A. Mandatory Relief Under Section 473, Subdivision (b) and Standards of Review

Plaintiff argues it was error to deny his motion to set aside the dismissal. Plaintiff contends he is entitled to mandatory relief under section 473, subdivision (b). We consider only the mandatory relief provision because plaintiff does not challenge the ruling under the section 473, subdivision (b) discretionary relief provisions.

The mandatory relief provision of section 473, subdivision (b) only extends to vacating a: default which will result in the entry of a default judgment; a default judgment; or an entered dismissal. (Wagner v. Wagner (2008) 162 Cal.App.4th 249, 259; Leader v. Health Industries of America, Inc. (2001) 89 Cal.App.4th 603, 615.) Section 473, subdivision (b) provides in part: "Notwithstanding any other requirements of this section, the court shall, whenever an application for relief is made no more than six months after entry of judgment, is in proper form, and is accompanied by an attorney's sworn affidavit attesting to his or her mistake, inadvertence, surprise, or neglect, vacate any (1) resulting default entered by the clerk against his or her client, and which will result in entry of a default judgment, or (2) resulting default judgment or dismissal entered against his or her client, unless the court finds that the default or dismissal was not in fact caused by the attorney's mistake, inadvertence, surprise, or neglect. . . ." In Zamora v. Clayborn Contracting Group, Inc. (2002) 28 Cal.4th 249, 257, our Supreme Court explained, "The purpose of this provision 'was to alleviate the hardship on parties who lose their day in court due solely to an inexcusable failure to act on the part of their attorneys.'" (Accord, Henderson v. Pacific Gas & Electric Co. (2010) 187 Cal.App.4th 215, 226.) The applicability of the mandatory relief provision of section 473, subdivision (b) is a question of law subject to de novo review. (Huh v. Wang (2007) 158 Cal.App.4th 1406, 1418; Leader v. Health Industries of America, Inc., supra, 89 Cal.App.4th at p. 612.) But we review a default order or dismissal for substantial evidence when an appeal involves factual determinations that affect a party's entitlement to mandatory relief. (Huh v. Wang, supra, 158 Cal.App.4th at p. 1418; Benedict v. Danner Press (2001) 87 Cal.App.4th 923, 928.)

Where findings of fact are challenged on appeal, we determine whether there is any substantial evidence, contradicted or uncontradicted, to support the findings below. (Pope v. Babick (2014) 229 Cal.App.4th 1238, 1245; Robertson v. Fleetwood Travel Trailers of California, Inc. (2006) 144 Cal.App.4th 785, 798.) We do not reweigh evidence, reassess the credibility of witnesses or resolve conflicts in the evidence. (Pope v. Babick, supra, 229 Cal.App.4th at p. 1246; Lorenz v. Commercial Acceptance Ins.

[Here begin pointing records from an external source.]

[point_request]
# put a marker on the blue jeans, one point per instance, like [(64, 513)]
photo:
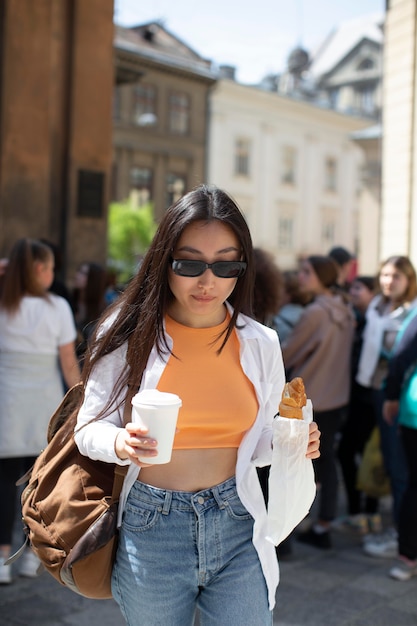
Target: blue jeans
[(181, 550)]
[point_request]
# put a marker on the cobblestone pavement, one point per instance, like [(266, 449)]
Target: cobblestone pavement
[(338, 587)]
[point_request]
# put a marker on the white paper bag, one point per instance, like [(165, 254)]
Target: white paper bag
[(291, 486)]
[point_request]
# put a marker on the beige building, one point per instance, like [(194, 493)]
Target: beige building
[(290, 165), (399, 166)]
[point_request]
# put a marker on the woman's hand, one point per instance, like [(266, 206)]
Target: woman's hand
[(313, 451), (390, 410), (132, 442)]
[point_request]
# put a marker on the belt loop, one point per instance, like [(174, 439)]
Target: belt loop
[(217, 496), (167, 503)]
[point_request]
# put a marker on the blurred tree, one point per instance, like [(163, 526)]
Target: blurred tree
[(130, 231)]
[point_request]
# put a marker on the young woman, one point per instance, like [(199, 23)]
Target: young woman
[(384, 318), (319, 350), (361, 419), (193, 530), (396, 410), (37, 334)]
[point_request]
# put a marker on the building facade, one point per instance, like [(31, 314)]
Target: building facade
[(56, 84), (290, 165), (399, 161), (159, 116)]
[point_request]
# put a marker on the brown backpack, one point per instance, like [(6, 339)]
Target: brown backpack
[(69, 507)]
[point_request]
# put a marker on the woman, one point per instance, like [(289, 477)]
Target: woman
[(361, 419), (398, 408), (193, 530), (37, 334), (385, 316), (319, 351)]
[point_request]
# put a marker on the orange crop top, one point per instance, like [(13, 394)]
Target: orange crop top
[(219, 402)]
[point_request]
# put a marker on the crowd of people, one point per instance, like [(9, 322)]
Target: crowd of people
[(353, 340), (201, 292)]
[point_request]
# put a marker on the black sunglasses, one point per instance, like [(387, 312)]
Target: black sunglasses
[(222, 269)]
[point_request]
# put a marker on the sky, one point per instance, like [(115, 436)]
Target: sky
[(255, 37)]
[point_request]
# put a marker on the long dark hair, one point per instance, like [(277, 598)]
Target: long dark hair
[(139, 312), (20, 276)]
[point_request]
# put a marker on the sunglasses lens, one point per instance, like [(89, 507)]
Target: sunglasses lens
[(188, 268), (222, 269), (228, 269)]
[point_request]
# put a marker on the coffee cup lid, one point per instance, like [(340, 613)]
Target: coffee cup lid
[(154, 397)]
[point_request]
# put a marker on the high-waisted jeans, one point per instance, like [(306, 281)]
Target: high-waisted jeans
[(181, 550)]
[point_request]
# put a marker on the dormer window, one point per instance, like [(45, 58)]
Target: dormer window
[(366, 64)]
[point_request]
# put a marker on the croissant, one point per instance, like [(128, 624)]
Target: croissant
[(293, 399)]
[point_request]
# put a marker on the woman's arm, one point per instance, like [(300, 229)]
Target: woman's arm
[(69, 364)]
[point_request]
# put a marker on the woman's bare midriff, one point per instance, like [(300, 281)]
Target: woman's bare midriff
[(192, 470)]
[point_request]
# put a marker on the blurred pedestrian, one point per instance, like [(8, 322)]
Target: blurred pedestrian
[(89, 299), (385, 316), (401, 407), (361, 420), (319, 351), (37, 335), (292, 306), (58, 285), (345, 261)]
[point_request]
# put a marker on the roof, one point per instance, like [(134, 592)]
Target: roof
[(343, 39), (155, 43)]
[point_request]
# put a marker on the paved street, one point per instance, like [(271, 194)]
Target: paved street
[(341, 587)]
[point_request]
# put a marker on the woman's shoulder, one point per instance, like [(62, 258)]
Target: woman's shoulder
[(251, 328)]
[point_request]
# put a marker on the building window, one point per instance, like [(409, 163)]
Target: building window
[(330, 174), (289, 164), (175, 188), (141, 183), (286, 233), (179, 112), (365, 100), (366, 64), (117, 100), (144, 105), (242, 153)]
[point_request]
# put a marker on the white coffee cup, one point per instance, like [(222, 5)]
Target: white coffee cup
[(158, 411)]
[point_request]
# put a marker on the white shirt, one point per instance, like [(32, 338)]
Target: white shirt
[(39, 326)]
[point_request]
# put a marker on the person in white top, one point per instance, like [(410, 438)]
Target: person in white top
[(193, 532), (37, 354)]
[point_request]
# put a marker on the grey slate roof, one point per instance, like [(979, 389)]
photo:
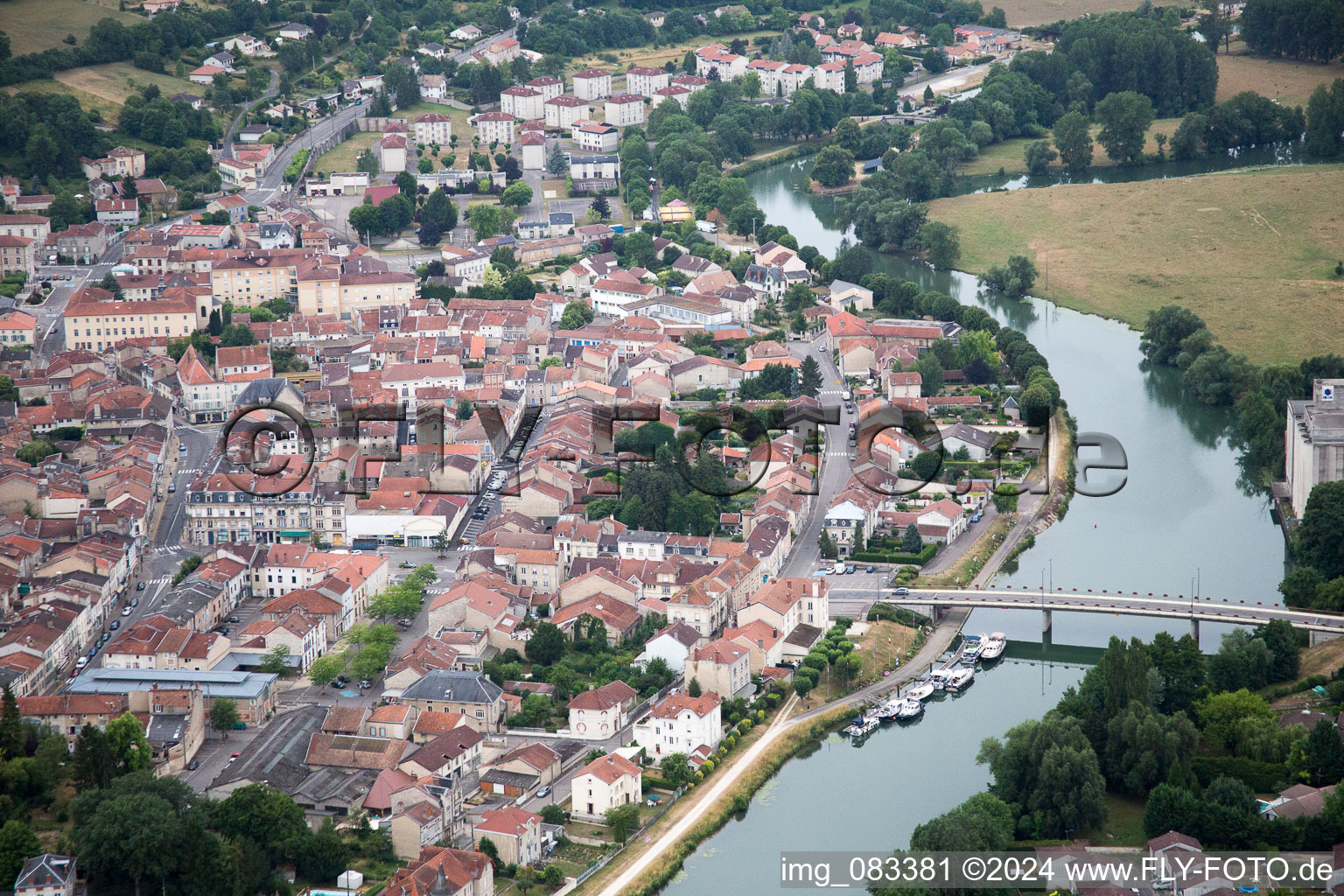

Co. (1995) 40 Cal.App.4th 981, 998.) A party challenging the sufficiency of the evidence has the burden of showing error. (Pope v. Babick, supra, 229 Cal.App.4th at p. 1246; Whiteley v. Philip Morris, Inc. (2004) 117 Cal.App.4th 635, 678.)

B. Based Upon the Record Provided, Substantial Evidence Supports the Order Denying

the Motion to Set Aside the Dismissal

There is substantial evidence which supports the order refusing to set aside the dismissal. Plaintiff concedes the trial could found the motion was not properly served on defendant. The December 15, 2014 minute order states, "It appears to the Court that the motion was not properly served . . . ." Plaintiff argues the word "appears" is a discretionary appraisal and not a proven fact. He asserts the trial court heard only one side of the story from defendant's attorney who claimed service was defective. Plaintiff contends there is insufficient evidence to conclusively determine whether defendant's counsel was served the motion by mail. We disagree.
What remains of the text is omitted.